Q: How is Gluent Offload Engine different from open source tools such as Sqoop?
While Sqoop is a well known de-facto bulk data movement tool for Hadoop, it has a number of limitations that Gluent Offload Engine is able to offset.
- Different capabilities of datatypes in commercial RDBMS vs Hadoop
- Different capabilities of range partitioning methods in RDBMS vs Hadoop
Gluent Offload Engine will translate each RDBMS datatype to the appropriate Hadoop datatype to ensure there is no data loss or corruption.
What Sqoop doesn’t provide out of the box (without extra scripting & coding):
- Atomic offloading (no data loss nor duplicates even in case of Hadoop node or network failure)
- Quick offloading of small tables (even small table offloads launch a big MapReduce job)
- Sync, merge, and compact incremental changes on HDFS for one “current” view of data
- Load microsecond-precision timestamps without precision loss (Sqoop loads only milliseconds by default)
Gluent Offload Engine has built-in data validation and HDFS update support to ensure the RDBMS data is fully synchronized with Hadoop and represents the current state of the source data.
Q: What Hadoop storage formats are supported?
When syncing data from RDBMS to Hadoop, we support Parquet and ORC. We have built a technology to allow updates/changes to existing offloaded data (normally HDFS/Parquet is immutable).
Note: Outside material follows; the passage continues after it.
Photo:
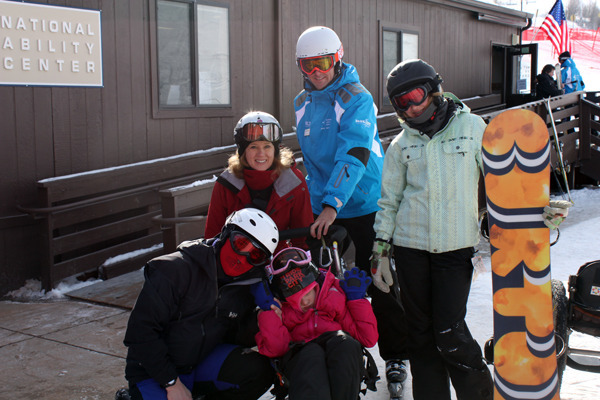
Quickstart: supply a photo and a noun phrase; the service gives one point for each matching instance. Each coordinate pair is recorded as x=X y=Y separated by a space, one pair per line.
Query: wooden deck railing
x=150 y=207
When presenting existing Hadoop data to RDBMS (not offloading from database first) we support all datatypes what your underlying Hadoop distribution supports. Whatever tables/files can be queried via Hive or Impala (for example: Parquet, Avro, CSV, JSON), they can be presented to your RDBMS for transparent query.
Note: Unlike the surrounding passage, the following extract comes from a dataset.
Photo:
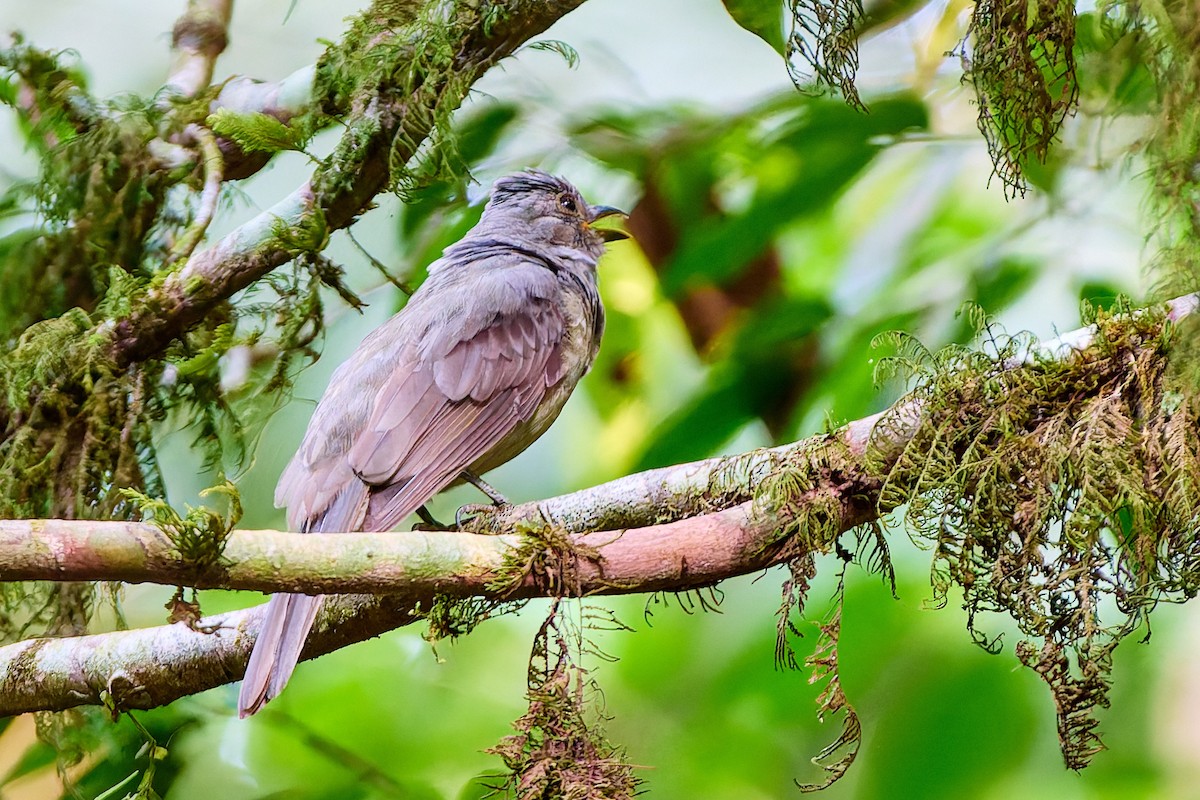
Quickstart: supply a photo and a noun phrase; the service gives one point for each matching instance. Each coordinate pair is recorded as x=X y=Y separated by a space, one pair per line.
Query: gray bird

Q: Where is the software installed?
The software is required to be installed on the relational database server. Optionally, if you would like to run the offloads from the Hadoop cluster, or for specific security implementations, Gluent Offload Engine components can also be installed on a Hadoop Edge Node.
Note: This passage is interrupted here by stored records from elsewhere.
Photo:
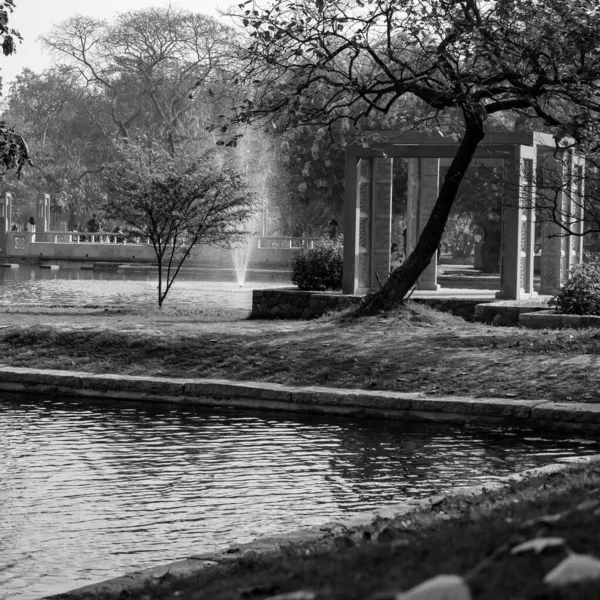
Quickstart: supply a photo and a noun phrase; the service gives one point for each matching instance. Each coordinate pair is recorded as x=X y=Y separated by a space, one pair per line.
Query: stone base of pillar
x=502 y=295
x=549 y=291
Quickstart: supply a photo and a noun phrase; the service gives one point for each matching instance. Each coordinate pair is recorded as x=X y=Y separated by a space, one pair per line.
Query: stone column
x=42 y=221
x=428 y=192
x=555 y=245
x=518 y=221
x=412 y=205
x=351 y=218
x=5 y=221
x=577 y=212
x=357 y=212
x=381 y=222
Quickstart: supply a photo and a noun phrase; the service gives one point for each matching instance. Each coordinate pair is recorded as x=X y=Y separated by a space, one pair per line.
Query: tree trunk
x=404 y=277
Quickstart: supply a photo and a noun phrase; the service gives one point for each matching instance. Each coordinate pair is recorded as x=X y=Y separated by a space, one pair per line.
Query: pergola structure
x=368 y=207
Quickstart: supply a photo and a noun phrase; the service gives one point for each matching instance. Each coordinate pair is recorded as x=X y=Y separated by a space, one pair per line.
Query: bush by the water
x=319 y=268
x=581 y=294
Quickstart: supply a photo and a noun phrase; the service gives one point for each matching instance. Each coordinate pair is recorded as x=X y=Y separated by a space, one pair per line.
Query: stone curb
x=273 y=396
x=548 y=319
x=272 y=544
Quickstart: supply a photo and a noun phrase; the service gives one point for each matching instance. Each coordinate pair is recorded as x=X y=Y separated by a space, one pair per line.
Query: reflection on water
x=218 y=287
x=89 y=491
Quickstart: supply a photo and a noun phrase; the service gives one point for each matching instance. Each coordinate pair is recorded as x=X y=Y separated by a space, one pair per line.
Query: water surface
x=89 y=491
x=128 y=286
Q: Does Gluent require specific hardware resources for the Hadoop cluster (for example, SSD storage, number of cores etc.)?
There are no specific hardware requirements.
Q: What change data capture methods are used to identify and capture source data changes?
Gluent Offload Engine will periodically query tables and/or partitions for changes and sync these to Hadoop. It can also poll Gluent-maintained log tables (populated by triggers on source tables or when updating offloaded, Hadoop-only data from within the RDBMS) and syncs the logged changes to Hadoop.
Q: How does Gluent Offload Engine keep my data secure?
Gluent Offload Engine supports data encryption on data at rest and data in-motion. Role based access control is also fully supported.
Q: Does Gluent Offload Engine provide a scheduling tool?
No, but Gluent Offload can be run via any external scheduling tool that supports generic command line calls.
Q: Do I need to create any tables or metadata on Hadoop manually?
Not at all. Gluent Offload Engine will both copy data to HDFS in a compressed, columnar format, and it will create the table metadata in Hadoop (Impala or Hive). While creating the Hadoop based table, Gluent Offload Engine will determine which data type will best represent each source RDBMS data type, ensuring no data is compromised or lost during the offload.
Q: How do I optimize the offload of data?
Gluent Offload Engine has several available options for optimizing the speed of ingestion, depending on the specific use case, data types involved, and other information. These optimizations can be found and followed in the Gluent documentation. For more detailed optimization support, ask about Gluent consulting services for Gluent Offload Engine implementation.